We can also examine which title essays fell under each topic cluster. Close reading of the title essays within topics can be a great starting point for further historical inquiry. For example, I was interested in the appearance of “schools” in topic #2. After reading several title essays grouped under this topic, I saw that a large proportion of title essays for African American presses include sections about Black schools (Athens Republique), segregation in schools (Chicago Reflector), and Baptist schools (American Baptist).

Screenshot of the title essay for The Athens Republique, mentions all-Black schools 
Photo caption

Screenshot of the title essay for The Athens Republique, mentions all-Black schools 

Screenshot of the title essay for The Chicago Reflector, mentions segregation in schools in the late 1800s.
Photo caption

Screenshot of the title essay for The Chicago Reflector, mentions segregation in schools in the late 1800s.

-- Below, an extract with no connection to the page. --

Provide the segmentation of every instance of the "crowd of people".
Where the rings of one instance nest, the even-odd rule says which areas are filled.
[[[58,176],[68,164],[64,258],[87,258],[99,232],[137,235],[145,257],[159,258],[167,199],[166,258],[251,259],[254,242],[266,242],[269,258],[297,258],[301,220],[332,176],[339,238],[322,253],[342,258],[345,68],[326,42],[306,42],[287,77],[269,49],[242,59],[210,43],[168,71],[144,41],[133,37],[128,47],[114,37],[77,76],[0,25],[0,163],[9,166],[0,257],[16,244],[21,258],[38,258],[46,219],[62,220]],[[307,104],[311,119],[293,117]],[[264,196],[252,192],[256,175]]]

Screenshot of the title essay for The American Baptist, mentions Baptist schools.
Photo caption

Screenshot of the title essay for The American Baptist, mentions Baptist schools.

The newspapers that fall under each topic category can be found here and the code to generate these outputs can be found here. It is important to recognize that MALLET outputs are by no means perfectly accurate or all-encompassing; some topics may be missing, and others may be grouping ideas that are not related.  In the context of historical research, topic modeling can be considered a wayfinding mechanism through a collection of documents; not necessarily providing conclusions, but offering a starting point of groups of title essays to look at and motivating hypotheses that can be confirmed by close reading. 

Through this work, we can see how metadata interacts with historical sources to illuminate trends and shape our inquiries. Ensuring complete metadata for all sources is a form of digital representation and actualizes the benefits of a digital repository as a platform for historical discovery. The catalogers, contributors, and coordinators of Chronicling America do the important work of updating and writing new metadata to ensure that historical information, even the seemingly factual contents of newspapers, is backgrounded by entities that wrote it; and the rich contents of Chronicling America title essays is a testament to benefits of consciously curated metadata.

I would like to thank Molly Hardy, Benjamin Lee, and Anna Preus, for their guidance, feedback, and mentorship throughout this project.